Ora che tutto si è compiuto, ora che i tasselli sono tornati al loro posto, ora che il mondo è tornato in equilibrio, ora che Sir Andrew Barron Murray è il numero 1 del mondo forse (forse) possiamo tornare a seguire il tennis. Uno sport che negli ultimi 15 anni era stato preda di semidei dal ciuffo ribelle, nemesi taurine, invincibili dal mento volitivo, torna a noi umani che siamo così nevrastenici, indolenti, distratti. Che siamo così tanto come Andy Murray, il ventiseisimo uomo da quando esiste un computer che fa i conti, ad essere diventato il più forte di tutti, o almeno il migliore in quell’arco di tempo che impiega la terra per girare attorno al sole comunemente chiamato “anno”.
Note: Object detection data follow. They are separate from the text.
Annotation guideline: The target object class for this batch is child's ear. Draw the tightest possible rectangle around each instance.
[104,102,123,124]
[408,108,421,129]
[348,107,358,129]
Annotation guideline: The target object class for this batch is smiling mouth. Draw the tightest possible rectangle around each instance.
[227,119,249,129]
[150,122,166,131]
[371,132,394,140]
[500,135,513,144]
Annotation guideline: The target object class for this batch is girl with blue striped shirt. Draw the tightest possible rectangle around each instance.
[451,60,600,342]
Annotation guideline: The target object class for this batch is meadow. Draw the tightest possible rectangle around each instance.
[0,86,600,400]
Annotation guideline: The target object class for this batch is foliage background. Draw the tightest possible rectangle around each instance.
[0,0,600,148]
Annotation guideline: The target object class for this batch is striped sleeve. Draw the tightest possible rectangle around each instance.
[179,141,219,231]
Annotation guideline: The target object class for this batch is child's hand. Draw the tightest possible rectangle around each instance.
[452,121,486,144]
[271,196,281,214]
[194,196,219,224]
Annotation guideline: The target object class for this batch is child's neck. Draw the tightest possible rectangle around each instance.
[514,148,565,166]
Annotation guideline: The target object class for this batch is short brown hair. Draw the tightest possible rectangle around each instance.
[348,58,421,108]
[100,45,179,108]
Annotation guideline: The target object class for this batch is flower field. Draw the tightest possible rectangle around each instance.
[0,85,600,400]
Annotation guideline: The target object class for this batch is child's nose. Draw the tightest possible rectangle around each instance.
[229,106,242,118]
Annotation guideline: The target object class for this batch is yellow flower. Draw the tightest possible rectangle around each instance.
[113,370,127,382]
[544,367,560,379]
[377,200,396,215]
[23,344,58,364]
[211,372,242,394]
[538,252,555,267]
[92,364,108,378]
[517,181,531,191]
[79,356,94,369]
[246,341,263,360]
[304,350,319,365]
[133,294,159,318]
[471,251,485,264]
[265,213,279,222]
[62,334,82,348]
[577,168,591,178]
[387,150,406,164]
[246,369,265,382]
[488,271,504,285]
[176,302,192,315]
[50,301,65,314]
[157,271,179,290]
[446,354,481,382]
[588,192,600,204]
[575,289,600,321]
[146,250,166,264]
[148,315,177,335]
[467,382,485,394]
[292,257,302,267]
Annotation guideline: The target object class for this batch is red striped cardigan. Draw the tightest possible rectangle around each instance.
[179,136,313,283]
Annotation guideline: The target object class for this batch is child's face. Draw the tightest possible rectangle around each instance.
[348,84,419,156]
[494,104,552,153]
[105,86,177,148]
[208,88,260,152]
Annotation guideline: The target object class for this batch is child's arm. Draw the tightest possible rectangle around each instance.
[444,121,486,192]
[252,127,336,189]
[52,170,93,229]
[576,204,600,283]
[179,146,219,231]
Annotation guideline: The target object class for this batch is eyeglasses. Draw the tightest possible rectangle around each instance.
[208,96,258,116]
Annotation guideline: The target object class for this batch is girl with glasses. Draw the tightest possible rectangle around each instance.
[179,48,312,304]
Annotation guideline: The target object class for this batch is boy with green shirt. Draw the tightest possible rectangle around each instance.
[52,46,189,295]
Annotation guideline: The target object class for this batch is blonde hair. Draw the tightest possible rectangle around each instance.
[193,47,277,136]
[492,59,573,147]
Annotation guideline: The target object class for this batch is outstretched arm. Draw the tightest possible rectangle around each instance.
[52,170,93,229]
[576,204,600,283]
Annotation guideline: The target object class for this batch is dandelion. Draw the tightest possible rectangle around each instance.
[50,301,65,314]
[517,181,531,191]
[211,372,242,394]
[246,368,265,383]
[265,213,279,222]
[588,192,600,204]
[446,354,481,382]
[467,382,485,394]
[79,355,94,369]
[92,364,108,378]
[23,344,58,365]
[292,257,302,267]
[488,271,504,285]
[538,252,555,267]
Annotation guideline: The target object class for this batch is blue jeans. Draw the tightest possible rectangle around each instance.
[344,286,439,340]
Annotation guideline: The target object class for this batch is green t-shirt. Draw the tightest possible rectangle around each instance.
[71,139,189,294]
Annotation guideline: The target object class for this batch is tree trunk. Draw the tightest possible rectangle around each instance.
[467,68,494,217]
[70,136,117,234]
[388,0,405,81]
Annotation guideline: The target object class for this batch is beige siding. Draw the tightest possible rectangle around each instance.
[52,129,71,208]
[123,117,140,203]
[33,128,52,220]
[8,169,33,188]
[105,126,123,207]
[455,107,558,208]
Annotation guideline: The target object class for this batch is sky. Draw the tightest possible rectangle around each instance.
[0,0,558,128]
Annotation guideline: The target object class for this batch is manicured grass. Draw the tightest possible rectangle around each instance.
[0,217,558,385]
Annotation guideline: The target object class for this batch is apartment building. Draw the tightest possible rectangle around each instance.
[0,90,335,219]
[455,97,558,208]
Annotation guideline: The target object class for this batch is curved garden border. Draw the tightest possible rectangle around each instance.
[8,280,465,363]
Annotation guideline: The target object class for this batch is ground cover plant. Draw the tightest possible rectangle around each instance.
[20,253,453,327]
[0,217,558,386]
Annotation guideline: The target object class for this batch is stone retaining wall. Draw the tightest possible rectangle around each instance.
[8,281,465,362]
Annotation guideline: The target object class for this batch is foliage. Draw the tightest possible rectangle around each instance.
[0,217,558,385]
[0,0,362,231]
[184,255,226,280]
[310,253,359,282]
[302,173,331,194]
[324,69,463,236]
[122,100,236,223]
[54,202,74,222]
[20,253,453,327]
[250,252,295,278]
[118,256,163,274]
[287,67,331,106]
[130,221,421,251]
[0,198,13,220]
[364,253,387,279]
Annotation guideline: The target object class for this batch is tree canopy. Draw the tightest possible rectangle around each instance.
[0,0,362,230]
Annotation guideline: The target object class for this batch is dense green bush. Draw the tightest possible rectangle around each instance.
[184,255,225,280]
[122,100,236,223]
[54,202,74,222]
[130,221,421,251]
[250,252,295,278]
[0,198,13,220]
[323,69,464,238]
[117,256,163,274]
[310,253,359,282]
Persino il modo con cui è diventato numero 1 è da very normal man. Un avversario affaticato, un torneo al chiuso, un tempo tendente al grigio. Niente a che vedere con le urla belluine di chi l’ha preceduto o con la sovrumana compostezza di chi ha preso questo sport e ne ha fatto simbolo di qualcos’altro, di indefinibile natura. Murray ha attraversato tutti gli stadi di maturazione di quel legno storto che è l’essere umano. È stato travolto dalla pressione di quegli assurdi d’Oltremanica che reclamavano un fuoriclasse perché che figura ci fanno ad avere quel torneino e poi non vincerlo mai? È stato ad un passo dalla vetta quando da ragazzino cominciava a perdere finali con quei tre, quelli che vincevano sempre. Che fosse uno diverso dagli altri si è capito una sera australiana, quando al cospetto del semidio ha trovato il modo di dire «I can cry like Roger, it’s a shame I can’t play like him». È sembrato allontanarsi dal tennis dopo aver vinto quello stramaledetto torneo, per via di un infortunio molto serio. È tornato sbraitando sempre a bocca aperta ma con calma, sia consentito il paradosso, mentre nel frattempo le sue esperienze di vita crescevano fino ad interessarlo ad un mondo diverso da quello di quel rettangolo. Indipendentista quando non è di moda; silenzioso quando non capiva; con la prima allenatrice donna per uno che sarà, che è, numero 1 del mondo, e visto che c’era, omosessuale, a cui dedicare la vittoria al momento della nascita del figlio; padre lui stesso, tanto da fargli perdere i primi tre mesi di quest’anno, Andy Murray ha coperto così tanto la sua vita da far perdere di vista quanto ad un certo punto, semplicemente, fosse diventato il più forte di tutti.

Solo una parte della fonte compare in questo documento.